What do organizations need to be successful at Machine Learning? [Breakdowns]

Learning how to MLOps from the excellent “Operationalizing Machine Learning: An Interview Study”

Apr 30, 2024

Hey, it’s Devansh 👋👋

In my series Breakdowns, I go through complicated literature on Machine Learning to extract the most valuable insights. Expect concise, jargon-free, but still useful analysis aimed at helping you understand the intricacies of Cutting-Edge AI Research and the applications of Deep Learning at the highest level.

I put a lot of effort into creating work that is informative, useful, and independent from undue influence. If you’d like to support my writing, please consider becoming a paid subscriber to this newsletter. Doing so helps me put more effort into writing/research, reach more people, and supports my crippling chocolate milk addiction. Help me democratize the most important ideas in AI Research and Engineering to over 100K readers weekly.

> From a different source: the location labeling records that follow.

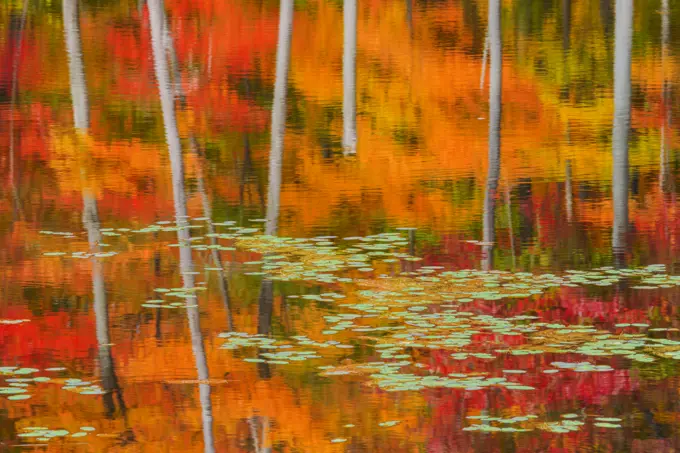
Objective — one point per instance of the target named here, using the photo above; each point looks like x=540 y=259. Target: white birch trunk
x=622 y=93
x=158 y=40
x=349 y=76
x=279 y=115
x=494 y=152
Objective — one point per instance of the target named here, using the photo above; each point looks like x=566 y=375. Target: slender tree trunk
x=485 y=56
x=279 y=115
x=76 y=69
x=494 y=152
x=349 y=76
x=81 y=116
x=622 y=93
x=664 y=177
x=156 y=16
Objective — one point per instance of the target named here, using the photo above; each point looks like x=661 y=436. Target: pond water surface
x=324 y=226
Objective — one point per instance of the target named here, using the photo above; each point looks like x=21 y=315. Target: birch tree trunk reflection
x=664 y=176
x=279 y=115
x=622 y=92
x=156 y=17
x=349 y=75
x=81 y=119
x=494 y=152
x=81 y=108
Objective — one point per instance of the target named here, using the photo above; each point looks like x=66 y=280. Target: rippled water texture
x=339 y=226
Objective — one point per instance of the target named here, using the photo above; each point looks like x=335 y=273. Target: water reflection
x=160 y=40
x=620 y=133
x=278 y=124
x=81 y=119
x=423 y=124
x=494 y=152
x=349 y=95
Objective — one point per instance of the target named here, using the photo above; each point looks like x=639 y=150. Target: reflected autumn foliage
x=421 y=161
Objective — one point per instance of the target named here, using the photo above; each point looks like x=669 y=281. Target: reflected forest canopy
x=323 y=226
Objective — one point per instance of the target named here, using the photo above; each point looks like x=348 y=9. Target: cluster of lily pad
x=286 y=353
x=187 y=295
x=21 y=380
x=43 y=434
x=568 y=423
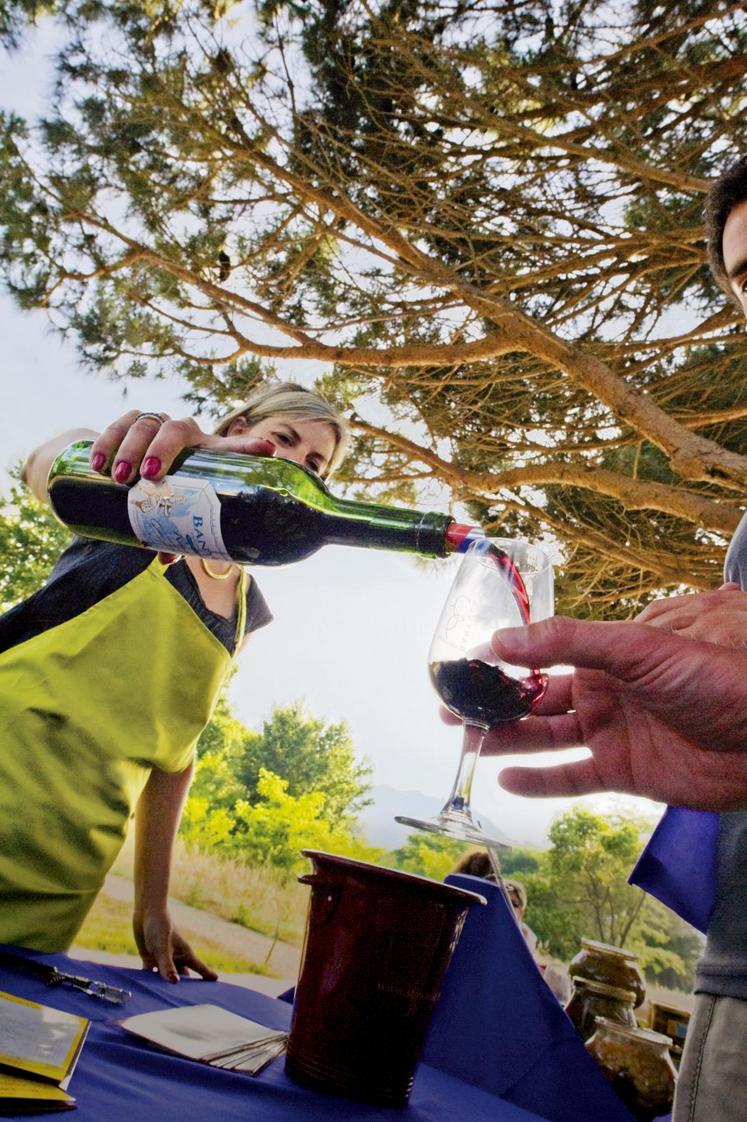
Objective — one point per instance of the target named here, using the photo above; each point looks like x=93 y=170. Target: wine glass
x=499 y=584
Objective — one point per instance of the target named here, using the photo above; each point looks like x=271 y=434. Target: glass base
x=453 y=825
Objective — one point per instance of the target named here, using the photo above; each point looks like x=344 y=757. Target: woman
x=110 y=672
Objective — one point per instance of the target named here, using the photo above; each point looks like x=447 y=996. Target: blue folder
x=498 y=1026
x=679 y=865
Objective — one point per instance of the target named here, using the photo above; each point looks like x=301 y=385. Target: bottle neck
x=370 y=525
x=459 y=536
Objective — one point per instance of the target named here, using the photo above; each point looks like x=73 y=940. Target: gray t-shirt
x=722 y=969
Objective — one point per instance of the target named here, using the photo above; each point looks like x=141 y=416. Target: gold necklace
x=215 y=576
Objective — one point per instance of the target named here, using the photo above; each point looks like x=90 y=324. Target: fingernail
x=150 y=466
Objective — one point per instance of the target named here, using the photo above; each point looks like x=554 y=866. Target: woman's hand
x=162 y=948
x=149 y=442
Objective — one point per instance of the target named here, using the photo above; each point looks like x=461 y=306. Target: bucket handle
x=333 y=893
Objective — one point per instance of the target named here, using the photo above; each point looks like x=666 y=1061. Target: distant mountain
x=377 y=821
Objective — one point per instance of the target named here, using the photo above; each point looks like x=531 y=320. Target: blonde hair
x=289 y=399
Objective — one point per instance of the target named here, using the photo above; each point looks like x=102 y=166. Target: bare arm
x=36 y=469
x=157 y=819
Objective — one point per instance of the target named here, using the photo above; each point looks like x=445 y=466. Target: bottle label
x=178 y=516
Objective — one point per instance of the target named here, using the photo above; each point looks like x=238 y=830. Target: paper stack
x=39 y=1047
x=210 y=1035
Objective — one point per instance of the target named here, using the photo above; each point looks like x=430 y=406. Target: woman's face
x=305 y=441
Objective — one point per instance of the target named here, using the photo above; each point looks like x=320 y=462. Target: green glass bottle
x=251 y=509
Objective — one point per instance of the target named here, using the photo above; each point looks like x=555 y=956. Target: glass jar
x=600 y=962
x=590 y=1000
x=638 y=1065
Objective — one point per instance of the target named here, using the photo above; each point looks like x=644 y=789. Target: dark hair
x=725 y=193
x=475 y=863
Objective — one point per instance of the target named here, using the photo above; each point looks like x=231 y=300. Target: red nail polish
x=150 y=466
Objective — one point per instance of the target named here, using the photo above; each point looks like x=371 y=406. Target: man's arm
x=663 y=716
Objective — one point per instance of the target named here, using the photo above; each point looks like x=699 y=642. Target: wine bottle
x=252 y=509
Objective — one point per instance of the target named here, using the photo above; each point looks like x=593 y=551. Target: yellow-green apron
x=90 y=707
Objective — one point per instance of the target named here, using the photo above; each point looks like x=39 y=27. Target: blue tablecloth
x=120 y=1078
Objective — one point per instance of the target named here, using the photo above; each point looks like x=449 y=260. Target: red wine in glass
x=499 y=584
x=483 y=695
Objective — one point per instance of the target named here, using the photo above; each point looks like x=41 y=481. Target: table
x=120 y=1078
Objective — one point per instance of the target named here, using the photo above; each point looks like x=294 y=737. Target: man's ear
x=237 y=428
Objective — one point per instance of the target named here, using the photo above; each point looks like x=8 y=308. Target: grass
x=260 y=899
x=109 y=927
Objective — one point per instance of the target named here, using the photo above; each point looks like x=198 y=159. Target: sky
x=351 y=628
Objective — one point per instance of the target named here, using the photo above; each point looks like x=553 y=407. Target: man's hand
x=663 y=716
x=716 y=617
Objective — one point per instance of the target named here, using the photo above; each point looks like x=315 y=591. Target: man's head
x=726 y=231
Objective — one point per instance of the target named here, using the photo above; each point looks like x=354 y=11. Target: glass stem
x=459 y=800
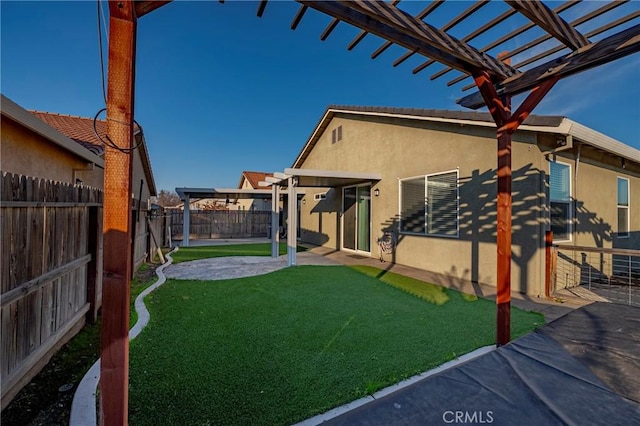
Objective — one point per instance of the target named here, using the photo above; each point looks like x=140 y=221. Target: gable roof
x=81 y=130
x=254 y=179
x=541 y=123
x=21 y=116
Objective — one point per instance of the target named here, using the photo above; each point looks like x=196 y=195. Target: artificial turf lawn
x=281 y=347
x=203 y=252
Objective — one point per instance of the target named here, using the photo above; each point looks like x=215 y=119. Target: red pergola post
x=114 y=353
x=507 y=124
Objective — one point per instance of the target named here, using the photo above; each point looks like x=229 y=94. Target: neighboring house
x=52 y=179
x=438 y=190
x=251 y=180
x=81 y=130
x=65 y=148
x=31 y=147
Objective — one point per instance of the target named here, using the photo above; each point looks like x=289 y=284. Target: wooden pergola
x=495 y=78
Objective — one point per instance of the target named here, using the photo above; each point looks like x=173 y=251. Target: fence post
x=93 y=271
x=549 y=269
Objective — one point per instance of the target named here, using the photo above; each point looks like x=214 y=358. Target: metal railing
x=611 y=275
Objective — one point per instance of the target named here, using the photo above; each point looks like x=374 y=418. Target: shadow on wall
x=477 y=221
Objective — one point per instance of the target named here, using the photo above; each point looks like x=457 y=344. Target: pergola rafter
x=496 y=81
x=551 y=22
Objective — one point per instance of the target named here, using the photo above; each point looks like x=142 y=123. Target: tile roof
x=482 y=118
x=254 y=178
x=80 y=129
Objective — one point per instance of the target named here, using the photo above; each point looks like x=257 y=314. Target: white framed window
x=623 y=207
x=429 y=204
x=560 y=201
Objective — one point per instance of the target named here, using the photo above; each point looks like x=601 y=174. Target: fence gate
x=605 y=275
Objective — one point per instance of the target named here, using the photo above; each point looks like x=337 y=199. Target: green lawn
x=185 y=254
x=281 y=347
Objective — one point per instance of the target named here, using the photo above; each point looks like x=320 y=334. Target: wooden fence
x=51 y=272
x=222 y=224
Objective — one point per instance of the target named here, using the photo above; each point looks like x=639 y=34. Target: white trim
x=571 y=202
x=628 y=207
x=567 y=127
x=426 y=212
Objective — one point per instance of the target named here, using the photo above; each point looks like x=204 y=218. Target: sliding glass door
x=356 y=218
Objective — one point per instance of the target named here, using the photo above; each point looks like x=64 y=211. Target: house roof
x=81 y=130
x=20 y=115
x=540 y=123
x=254 y=178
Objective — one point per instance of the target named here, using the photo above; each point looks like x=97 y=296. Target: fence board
x=44 y=262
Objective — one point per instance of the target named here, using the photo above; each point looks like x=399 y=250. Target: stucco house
x=65 y=148
x=437 y=194
x=251 y=180
x=31 y=147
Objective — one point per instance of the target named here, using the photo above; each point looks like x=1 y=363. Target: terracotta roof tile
x=254 y=178
x=80 y=129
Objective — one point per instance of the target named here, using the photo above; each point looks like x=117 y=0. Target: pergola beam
x=604 y=51
x=446 y=27
x=513 y=34
x=144 y=7
x=507 y=124
x=114 y=340
x=405 y=30
x=550 y=21
x=469 y=37
x=363 y=33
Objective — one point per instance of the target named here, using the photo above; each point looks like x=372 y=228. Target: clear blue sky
x=220 y=90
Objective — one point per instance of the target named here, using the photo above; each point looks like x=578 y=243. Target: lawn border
x=83 y=407
x=338 y=411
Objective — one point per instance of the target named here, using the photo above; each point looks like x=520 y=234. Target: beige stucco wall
x=400 y=149
x=27 y=153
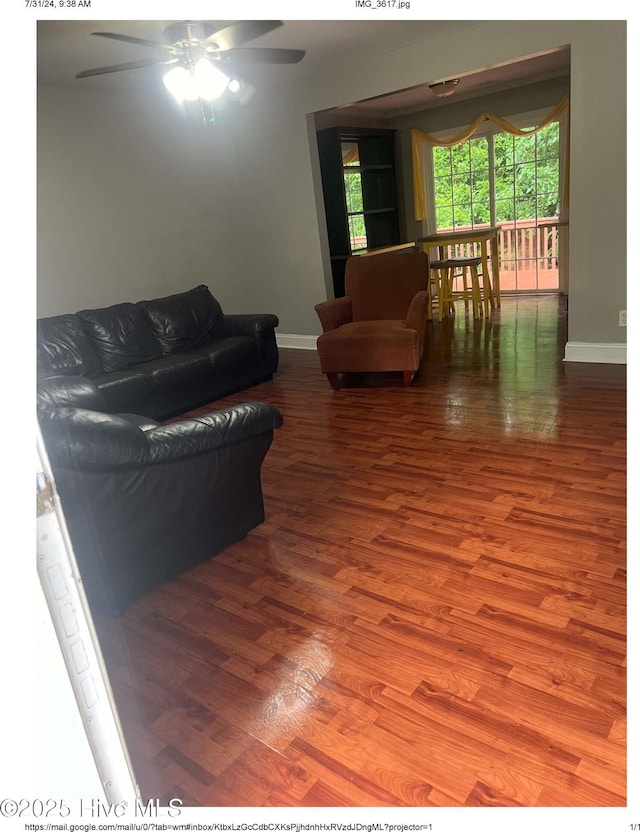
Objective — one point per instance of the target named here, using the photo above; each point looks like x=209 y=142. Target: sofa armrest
x=334 y=313
x=249 y=324
x=215 y=430
x=86 y=439
x=417 y=313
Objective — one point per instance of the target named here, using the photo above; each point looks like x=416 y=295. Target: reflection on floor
x=433 y=613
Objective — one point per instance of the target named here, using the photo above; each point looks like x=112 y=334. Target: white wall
x=129 y=207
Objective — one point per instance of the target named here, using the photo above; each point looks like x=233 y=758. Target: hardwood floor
x=432 y=614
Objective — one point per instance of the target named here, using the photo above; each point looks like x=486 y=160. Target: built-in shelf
x=374 y=153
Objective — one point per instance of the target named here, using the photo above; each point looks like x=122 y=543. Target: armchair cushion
x=380 y=325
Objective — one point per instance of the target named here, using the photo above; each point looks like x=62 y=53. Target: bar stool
x=458 y=277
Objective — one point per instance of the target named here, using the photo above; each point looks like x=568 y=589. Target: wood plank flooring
x=432 y=614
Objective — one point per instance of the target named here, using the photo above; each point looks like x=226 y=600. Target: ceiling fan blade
x=130 y=39
x=242 y=32
x=105 y=70
x=256 y=55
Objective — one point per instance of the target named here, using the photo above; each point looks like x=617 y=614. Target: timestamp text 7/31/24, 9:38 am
x=57 y=4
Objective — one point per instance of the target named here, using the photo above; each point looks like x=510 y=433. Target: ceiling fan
x=204 y=60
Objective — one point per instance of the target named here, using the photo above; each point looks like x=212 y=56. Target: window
x=511 y=181
x=353 y=195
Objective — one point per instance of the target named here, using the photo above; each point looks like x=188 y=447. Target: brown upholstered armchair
x=379 y=326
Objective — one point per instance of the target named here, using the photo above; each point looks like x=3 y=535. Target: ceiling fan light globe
x=210 y=82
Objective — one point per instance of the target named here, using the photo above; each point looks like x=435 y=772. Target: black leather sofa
x=160 y=357
x=143 y=502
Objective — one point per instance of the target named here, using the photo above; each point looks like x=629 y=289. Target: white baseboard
x=296 y=342
x=574 y=350
x=595 y=353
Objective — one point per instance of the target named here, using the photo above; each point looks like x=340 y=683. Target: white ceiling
x=65 y=47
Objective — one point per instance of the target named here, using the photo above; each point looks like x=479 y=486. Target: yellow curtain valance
x=420 y=140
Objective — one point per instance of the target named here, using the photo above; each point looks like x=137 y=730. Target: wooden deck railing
x=519 y=241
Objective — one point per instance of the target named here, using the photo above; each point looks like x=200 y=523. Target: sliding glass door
x=513 y=182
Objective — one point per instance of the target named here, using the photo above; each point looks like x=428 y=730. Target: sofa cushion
x=69 y=391
x=174 y=371
x=182 y=321
x=120 y=336
x=227 y=353
x=64 y=348
x=121 y=388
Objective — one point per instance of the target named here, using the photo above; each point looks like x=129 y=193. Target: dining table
x=487 y=239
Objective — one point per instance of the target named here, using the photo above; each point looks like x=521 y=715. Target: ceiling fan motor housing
x=189 y=32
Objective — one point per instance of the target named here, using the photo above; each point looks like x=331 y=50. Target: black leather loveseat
x=160 y=357
x=144 y=502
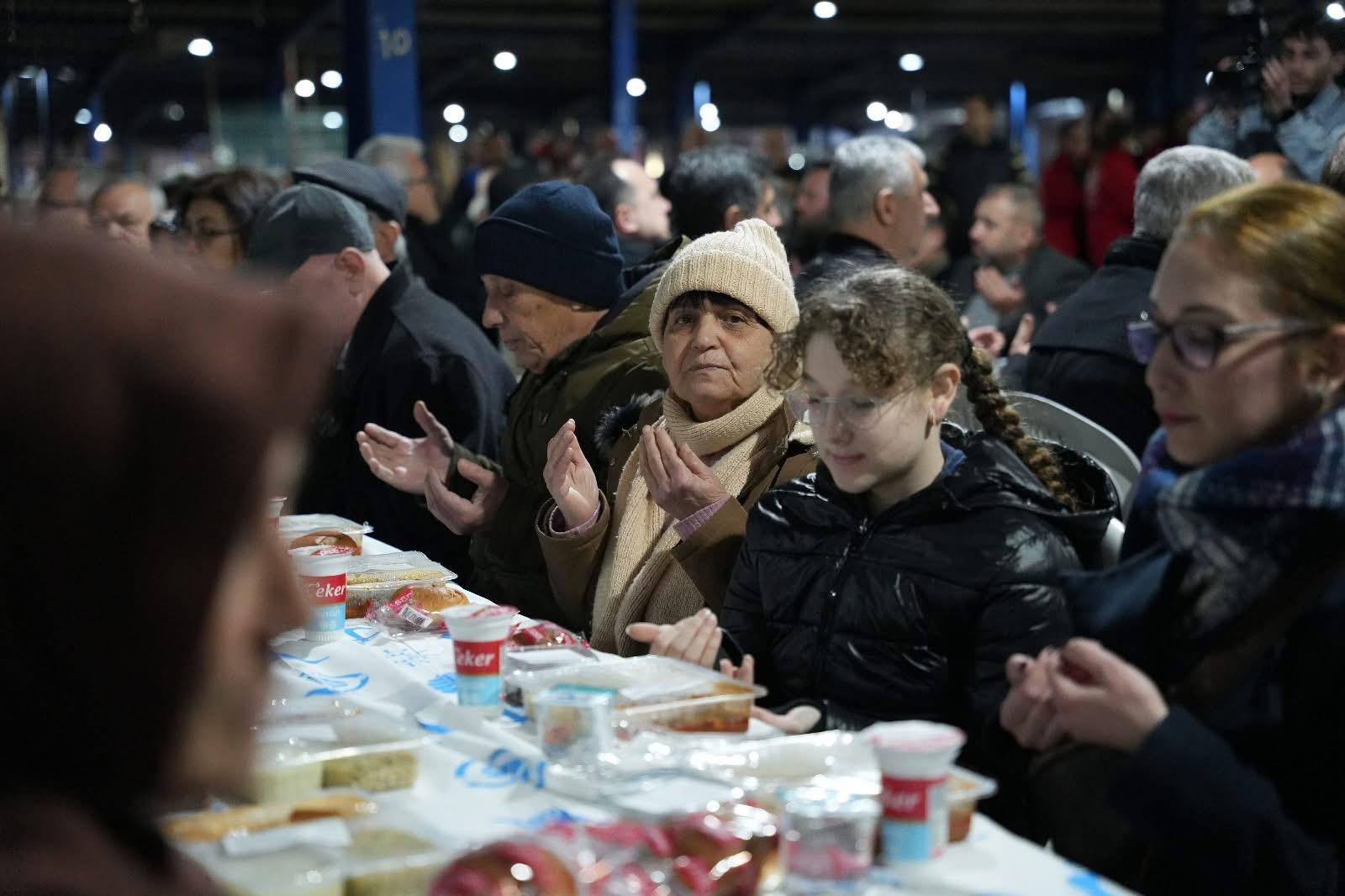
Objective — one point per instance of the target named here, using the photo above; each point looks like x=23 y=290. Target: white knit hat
x=746 y=262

Help me buy chocolate milk

PS- We follow a “pay what you can” model, which allows you to support within your means. Check out this post for more details and to find a plan that works for you.

Executive Highlights (tl;dr of the article)

Companies all over are scrambling to adopt Machine Learning into their workflows. A large part of the focus/investments are directed towards upskilling, hiring, and buying the tools. While these are important, organizations often underestimate the importance of investing in the right MLOps practices. The former set of practices tends to emphasize individual contributions (the fabled ‘10x engineers’) while investing in the latter enables the development of 10x teams- which are more powerful in the long run.

In this article, we will be building on the insights of the excellent publication, “Operationalizing Machine Learning: An Interview Study” to answer how organizations can be more successful at building Machine Learning teams. The goal is to provide a good foundation that you can use to set up Machine Learning teams in your own organization (if you are looking for help with that, please reach out!). As always, if you have any thoughts on this matter, I would love to hear them.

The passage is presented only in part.